«Sarei infedele a me stesso e al vangelo se tacessi». E così padre Bogdan Knavs, 38 anni, guardiano del monastero francescano di Sveta Gora in Slovenia ha deciso di parlare. Ad alta voce. Contro la più grande vergogna della Chiesa slovena: il fallimento della diocesi di Maribor. È il crac finanziario più pesante della storia della Slovenia. Un buco da 900 milioni di euro e 10mila dipendenti che rischiano il posto di lavoro. Opera di un faccendiere senza scrupoli? Di un criminale finanziario? Niente di tutto questo.
A fallire è stata la Chiesa, o meglio, le holding controllate dalla Chiesa. E sul banco degli imputati c’è l’attuale arcivescovo di Lubiana Anton Stres, il quale nella sua veste di presidente del Consiglio economico dell’arcidiocesi di Maribor, tra il 2000 e il 2006, quando era vescovo ausiliario di Maribor, ha preso tutte le decisioni, secondo gli analisti, che hanno condotto allo sfascio odierno. La piramide finanziaria ecclesiastica è crollata sotto i colpi del fallimento delle tre principali holding: Zovn (campana) ena, Zvon dva e Gospodarstva Rast. Quest’ultima è rimasta col portafoglio pieno solo di ragnatele. Il suo conto corrente presso la Nova Kreditna Banka Maribor (Nkbm) ammonta a 311 euro e nella cassa della società ci sono appena 128 euro. Intanto i debiti crescono a causa degli interessi di mora di circa 3,5 milioni al mese.
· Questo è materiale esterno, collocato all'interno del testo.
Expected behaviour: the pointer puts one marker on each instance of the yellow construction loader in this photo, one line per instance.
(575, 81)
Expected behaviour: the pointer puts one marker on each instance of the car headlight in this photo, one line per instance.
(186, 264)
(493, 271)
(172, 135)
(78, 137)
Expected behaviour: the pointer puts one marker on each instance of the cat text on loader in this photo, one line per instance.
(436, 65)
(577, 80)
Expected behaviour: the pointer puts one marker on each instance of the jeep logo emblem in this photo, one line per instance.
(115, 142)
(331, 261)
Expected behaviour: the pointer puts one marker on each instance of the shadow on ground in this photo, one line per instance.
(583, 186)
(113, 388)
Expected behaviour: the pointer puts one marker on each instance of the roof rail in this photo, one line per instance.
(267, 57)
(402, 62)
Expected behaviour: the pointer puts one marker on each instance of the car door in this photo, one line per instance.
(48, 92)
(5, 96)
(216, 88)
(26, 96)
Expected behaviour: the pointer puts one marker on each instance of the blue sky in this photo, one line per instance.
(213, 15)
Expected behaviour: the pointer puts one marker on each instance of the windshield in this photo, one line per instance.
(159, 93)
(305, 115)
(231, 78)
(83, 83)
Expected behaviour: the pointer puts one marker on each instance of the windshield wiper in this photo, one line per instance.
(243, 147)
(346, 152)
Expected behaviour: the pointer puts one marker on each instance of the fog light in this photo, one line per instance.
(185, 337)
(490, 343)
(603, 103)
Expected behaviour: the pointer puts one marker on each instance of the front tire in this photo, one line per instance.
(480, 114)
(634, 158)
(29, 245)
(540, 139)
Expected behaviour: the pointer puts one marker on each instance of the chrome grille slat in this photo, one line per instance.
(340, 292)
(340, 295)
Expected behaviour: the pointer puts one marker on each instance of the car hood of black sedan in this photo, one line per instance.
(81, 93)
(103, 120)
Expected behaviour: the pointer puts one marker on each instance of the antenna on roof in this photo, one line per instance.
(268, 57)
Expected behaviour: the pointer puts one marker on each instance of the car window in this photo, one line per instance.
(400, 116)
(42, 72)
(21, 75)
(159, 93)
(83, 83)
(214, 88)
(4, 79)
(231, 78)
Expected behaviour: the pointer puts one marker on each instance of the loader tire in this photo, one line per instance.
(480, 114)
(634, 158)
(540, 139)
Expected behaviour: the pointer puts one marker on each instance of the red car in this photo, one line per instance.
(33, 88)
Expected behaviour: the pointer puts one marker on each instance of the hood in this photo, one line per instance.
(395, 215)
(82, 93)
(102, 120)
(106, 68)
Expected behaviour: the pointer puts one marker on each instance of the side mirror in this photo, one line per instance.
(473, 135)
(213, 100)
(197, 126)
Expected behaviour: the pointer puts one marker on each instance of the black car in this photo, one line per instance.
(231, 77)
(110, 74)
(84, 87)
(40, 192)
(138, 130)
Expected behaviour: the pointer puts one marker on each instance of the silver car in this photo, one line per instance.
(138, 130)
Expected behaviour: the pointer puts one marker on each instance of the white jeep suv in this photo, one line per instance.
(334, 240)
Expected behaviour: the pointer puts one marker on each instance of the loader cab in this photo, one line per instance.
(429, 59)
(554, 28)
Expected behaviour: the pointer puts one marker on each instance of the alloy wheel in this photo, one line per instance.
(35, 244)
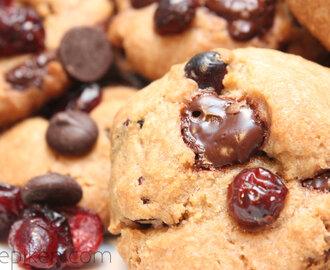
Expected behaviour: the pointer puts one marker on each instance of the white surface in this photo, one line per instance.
(108, 247)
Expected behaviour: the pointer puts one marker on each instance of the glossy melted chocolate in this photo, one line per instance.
(221, 131)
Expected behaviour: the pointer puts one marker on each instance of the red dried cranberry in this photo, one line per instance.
(60, 224)
(87, 97)
(31, 73)
(87, 233)
(11, 207)
(256, 197)
(21, 31)
(207, 69)
(320, 182)
(174, 16)
(34, 242)
(142, 3)
(5, 2)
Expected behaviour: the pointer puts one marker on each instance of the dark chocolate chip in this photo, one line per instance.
(52, 188)
(246, 18)
(140, 180)
(207, 69)
(174, 16)
(85, 54)
(72, 133)
(221, 131)
(141, 123)
(320, 182)
(31, 72)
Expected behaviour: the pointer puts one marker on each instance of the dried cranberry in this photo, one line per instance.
(31, 72)
(5, 2)
(320, 182)
(87, 233)
(34, 242)
(142, 3)
(256, 197)
(86, 98)
(21, 31)
(207, 69)
(174, 16)
(11, 207)
(60, 224)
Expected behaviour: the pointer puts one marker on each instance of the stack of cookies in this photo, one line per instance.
(197, 130)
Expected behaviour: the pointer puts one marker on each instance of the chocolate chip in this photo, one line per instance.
(246, 19)
(221, 131)
(141, 123)
(52, 188)
(72, 133)
(31, 72)
(85, 54)
(174, 16)
(207, 69)
(320, 182)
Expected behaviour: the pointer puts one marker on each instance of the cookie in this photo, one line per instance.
(234, 177)
(25, 153)
(30, 71)
(315, 16)
(146, 31)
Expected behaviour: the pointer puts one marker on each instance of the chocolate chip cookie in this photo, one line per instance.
(30, 34)
(154, 35)
(30, 149)
(315, 16)
(224, 164)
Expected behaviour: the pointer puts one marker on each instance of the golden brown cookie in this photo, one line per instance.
(183, 146)
(315, 16)
(25, 154)
(27, 81)
(152, 53)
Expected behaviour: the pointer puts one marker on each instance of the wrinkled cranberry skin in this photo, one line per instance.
(11, 207)
(320, 182)
(35, 242)
(87, 233)
(21, 31)
(142, 3)
(174, 16)
(256, 197)
(207, 69)
(60, 224)
(5, 2)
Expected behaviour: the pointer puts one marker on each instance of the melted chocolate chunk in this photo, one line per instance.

E padre Knavs sulle pagine del settimanale cattolico Družina ha chiesto alla Chiesa di fare i nomi e cognomi dei responsabili della bancarotta. «Nella Chiesa si annida il peccato e la colpa», ha scritto. La risposta della diocesi di Maribor è arrivata sempre sulle colonne di Družina. «Abbiamo concesso eccessiva fiducia ai nostri collaboratori e ai responsabili degli investimenti», hanno scritto i vertici ecclesiastici di Maribor attribuendo ogni responsabilità al vescovo ordinario, all’economo e agli organismi di controllo delle società collegate al fondo Gospodarstva Rast. Nessun nome però.
È stato ricordato che il vescovo e l’economo hanno pubblicamente chiesto scusa del loro operato e che le sanzioni della Chiesa scatteranno quando sarà finito il procedimento giudiziario in corso. Ma padre Knavs non molla. Lui vuole i nomi, vuole che la Chiesa ripari ai danni subiti. Chiede che venga istituito un fondo per raccogliere i soldi da restituire, almeno parzialmente, agli investitori danneggiati e per fare ciò non esita a invitare la Chiesa slovena a vendere alcuni beni immobili non proprio indispensabili per fare cassa. E si guadagna l’incoraggiamento e l’appoggio del cardinale Franc Rode, già arcivescovo di Lubiana, e molto vicino a Papa Benedetto XVI. Ma incassa anche un bel pacchetto di lettere anonime ricche di minacce e di improperi nei confronti della sua persona.
«In Slovenia – ribatte “Frate coraggio” – da due decenni parliamo della riparazione alle colpe (del comunismo ndr), ma oggi accanto alle vecchie colpe se ne sono aggiunte nuove, causate dalla Chiesa stessa e da alcuni suoi membri». «Se questa colpa non sarà riparata almeno simbolicamente – afferma Knavs – questa macchia accompagnerà ancora per decenni la Chiesa slovena». Ma anche il Vaticano non sta facendo nulla per identificare e punire i responsabili di un simile collasso economico. Anzi si vocifera che Stres sia stato nominato arcivescovo di Lubiana proprio per porlo così al di fuori di ogni responsabilità. Mater ecclesia non abbandona il figliol prodigo.